Soon after Ronald Reagan came to Washington, he began wondering aloud in prepared speeches if the push for civil rights had damaged American institutions such as schools during the previous two decades. In 1983, the year of A Nation at Risk, came this: “The schools were charged by the federal courts in the correcting of long-standing injustices in our society—racial segregation, sex discrimination, lack of opportunity for the handicapped. Perhaps there was just too much to do in too little time.” As William Raspberry noted in 2004, it was not a coincidence that Reagan chose, in 1980, to announce his presidential campaign embracing “states rights” in Philadelphia, Mississippi, where three civil rights workers were murdered in 1964. The symbolism could not have been mistaken.

Above: During the eight years he served as Chief Executive Officer of Chicago's public schools, Arne Duncan (above during a staged media event at CPS headquarters on May 27, 2007) got rid of more than 2,000 African American teachers under the guise of enforcing "standards and accountability" for Chicago's schools. Every school in Chicago that was closed for "poor performance" during those years, every school that Duncan closed for "poor performance" served a segregated (almost always all-black) student population leiving in one of the most impoverished communities in Chicago's vast Black Ghetto. With the support of Chicago's corporate leadership, Mayor Richard M. Daley, political leaders like Barack Obama, and the city's corporate media, Duncan was able to sustain the largest system of apartheid public education in the USA. Now with the power of the U.S. Department of Education in his hands, Duncan is trying to export the "Chicago Plan" of privatization, ruthless segregation, union busting, and the elmination of African American teachers and other educators to every public school district in the USA. Substance photo by George N. Schmidt. A year after Reagan’s 1983 speech and the accompanying doom and gloom projections of A Nation at Risk came the Supreme Court decision in Milliken v Bradley, which struck down the inter-district busing plan that was put in place to achieve desegregation of Detroit schools. By 1986 school integration had peaked in the U. S. and resegregation of schools had begun, with school integration from that point forward on a steady march backwards—a march that remains unchecked today, as resegregation and apartheid schooling have become the silent, unquestioned norms across America.

And so the push for equality in education that the Civil Rights Movement spawned became displaced by the reemergence of market-based cult of efficiency in education. Inspired by white racism and corporatism, the new get-tough reform agenda introduced a sea change that overnight made the prospect of “educationally excellent and economically poor” even more of a statistical oddity than it had ever been before.

And so it was that the accountability through high stakes testing that took hold in the Reagan Era helped solidify the return to apartheid schooling, since test scores then and now were and are as predictable, as Alfie Kohn has pointed out, as the sizes of the houses in the neighborhoods where the tested children live.

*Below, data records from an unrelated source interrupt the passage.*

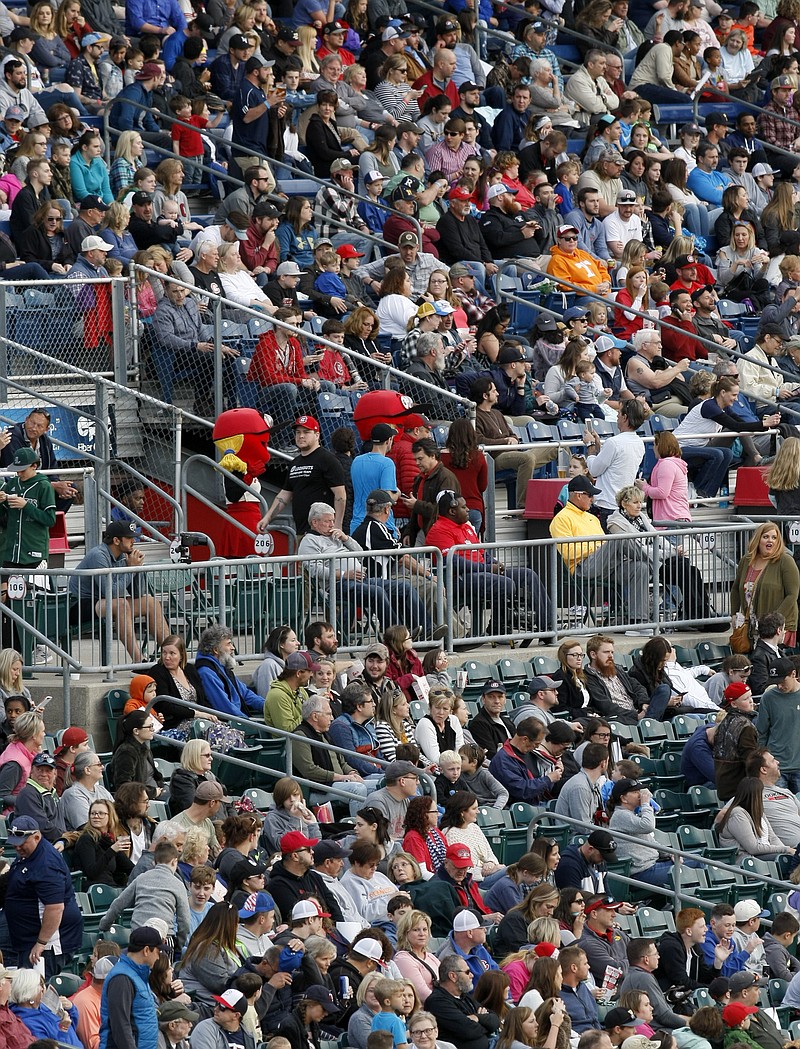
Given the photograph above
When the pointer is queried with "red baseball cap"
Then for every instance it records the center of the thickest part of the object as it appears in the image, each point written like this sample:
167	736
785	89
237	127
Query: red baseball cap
295	840
458	856
307	423
348	252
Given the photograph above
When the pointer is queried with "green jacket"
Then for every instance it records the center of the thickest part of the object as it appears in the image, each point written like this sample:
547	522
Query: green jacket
27	530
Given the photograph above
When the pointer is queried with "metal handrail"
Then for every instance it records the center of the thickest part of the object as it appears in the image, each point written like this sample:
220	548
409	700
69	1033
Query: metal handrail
271	730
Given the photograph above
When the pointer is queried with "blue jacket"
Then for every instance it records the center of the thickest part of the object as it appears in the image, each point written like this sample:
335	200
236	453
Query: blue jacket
127	118
223	691
581	1007
44	1024
143	1015
510	768
345	732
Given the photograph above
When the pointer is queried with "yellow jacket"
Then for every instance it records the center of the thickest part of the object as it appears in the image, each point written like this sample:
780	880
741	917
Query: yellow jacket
571	522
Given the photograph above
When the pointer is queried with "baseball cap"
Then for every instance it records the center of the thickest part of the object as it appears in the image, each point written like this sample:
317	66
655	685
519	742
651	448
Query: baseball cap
781	668
323	997
466	921
22	459
624	787
233	1000
306	423
736	1011
740	981
620	1018
145	936
150	70
94	244
582	485
21	829
72	737
307	908
348	252
497	190
369	947
493	685
604	843
376	648
382	431
329	850
539	684
458	855
295	840
510	355
170	1010
341	164
735	690
210	791
94	201
256	903
288	270
601	903
301	661
396	770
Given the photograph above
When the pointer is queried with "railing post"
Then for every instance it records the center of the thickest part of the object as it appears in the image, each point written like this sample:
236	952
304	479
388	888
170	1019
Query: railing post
120	332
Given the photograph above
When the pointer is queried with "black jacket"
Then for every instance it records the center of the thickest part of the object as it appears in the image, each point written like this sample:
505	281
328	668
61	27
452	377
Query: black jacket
286	889
453	1018
671	969
488	733
461	240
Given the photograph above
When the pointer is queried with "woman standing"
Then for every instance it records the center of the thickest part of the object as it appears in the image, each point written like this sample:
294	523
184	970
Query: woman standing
87	169
103	850
413	959
439	729
766	580
423	838
132	760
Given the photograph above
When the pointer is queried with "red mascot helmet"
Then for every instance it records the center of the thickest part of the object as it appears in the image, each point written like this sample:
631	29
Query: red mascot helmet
387	406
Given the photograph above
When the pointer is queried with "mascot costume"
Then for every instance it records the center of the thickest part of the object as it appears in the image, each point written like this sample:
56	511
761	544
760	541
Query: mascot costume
241	436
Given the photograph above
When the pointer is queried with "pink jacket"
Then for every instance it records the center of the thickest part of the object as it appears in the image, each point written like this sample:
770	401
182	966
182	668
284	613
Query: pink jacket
669	490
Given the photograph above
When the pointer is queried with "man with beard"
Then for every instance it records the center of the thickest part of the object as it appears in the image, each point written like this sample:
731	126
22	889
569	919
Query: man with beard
215	664
612	691
505	230
429	366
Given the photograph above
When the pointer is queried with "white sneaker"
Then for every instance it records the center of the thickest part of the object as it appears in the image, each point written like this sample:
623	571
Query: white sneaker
42	655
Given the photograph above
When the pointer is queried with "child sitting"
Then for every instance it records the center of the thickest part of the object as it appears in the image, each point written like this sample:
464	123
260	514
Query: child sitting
585	388
449	780
479	780
389	994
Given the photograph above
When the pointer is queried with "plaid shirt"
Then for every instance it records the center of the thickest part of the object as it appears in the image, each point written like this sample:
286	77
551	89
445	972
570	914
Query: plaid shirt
338	211
475	306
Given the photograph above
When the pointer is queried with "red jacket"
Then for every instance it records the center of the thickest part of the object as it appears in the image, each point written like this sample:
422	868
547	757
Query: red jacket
266	367
677	341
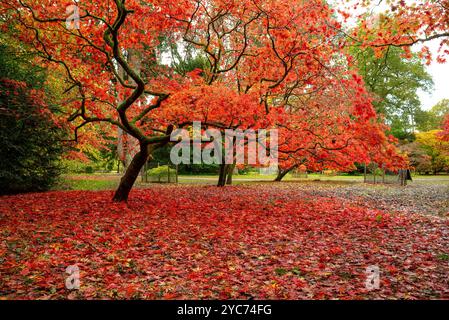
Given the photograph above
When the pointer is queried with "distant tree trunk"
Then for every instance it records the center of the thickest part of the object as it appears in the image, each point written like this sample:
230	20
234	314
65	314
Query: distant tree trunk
283	173
131	174
231	169
223	175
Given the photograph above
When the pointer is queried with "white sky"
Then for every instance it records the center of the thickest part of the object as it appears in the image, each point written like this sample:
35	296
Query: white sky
440	75
438	72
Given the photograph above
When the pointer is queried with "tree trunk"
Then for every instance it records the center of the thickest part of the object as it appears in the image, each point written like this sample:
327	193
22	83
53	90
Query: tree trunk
131	174
283	173
231	169
222	176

With no one wanting to buy a home in a neighborhood with low-scoring schools and the constant threat of school closure now under NCLB, the segregation of the poor has taken on new urgency as schools and communities seek to shed the poor who bring test failure with them to any school they attend.

Ostensibly to raise test scores in these resegregated schools for the urban poor, there has emerged a curriculum caste system based predictably, once more, on family income and wealth. In most of the poor, the brown, and the black schools of America, children are targeted victims of an anti-cultural, low-level regimen of test prep and regurgitation of facts—the bulimic curriculum, if you will. In the middle class leafy suburbs, however, children are engaged as they always have been in minds-on and hands-on projects that stimulate creativity and problem solving. It is a higher-order thinking curriculum, as opposed to an anti-thinking one, with those who have always been at the top of the race now deciding once more the rules for the new “Race to the Top.”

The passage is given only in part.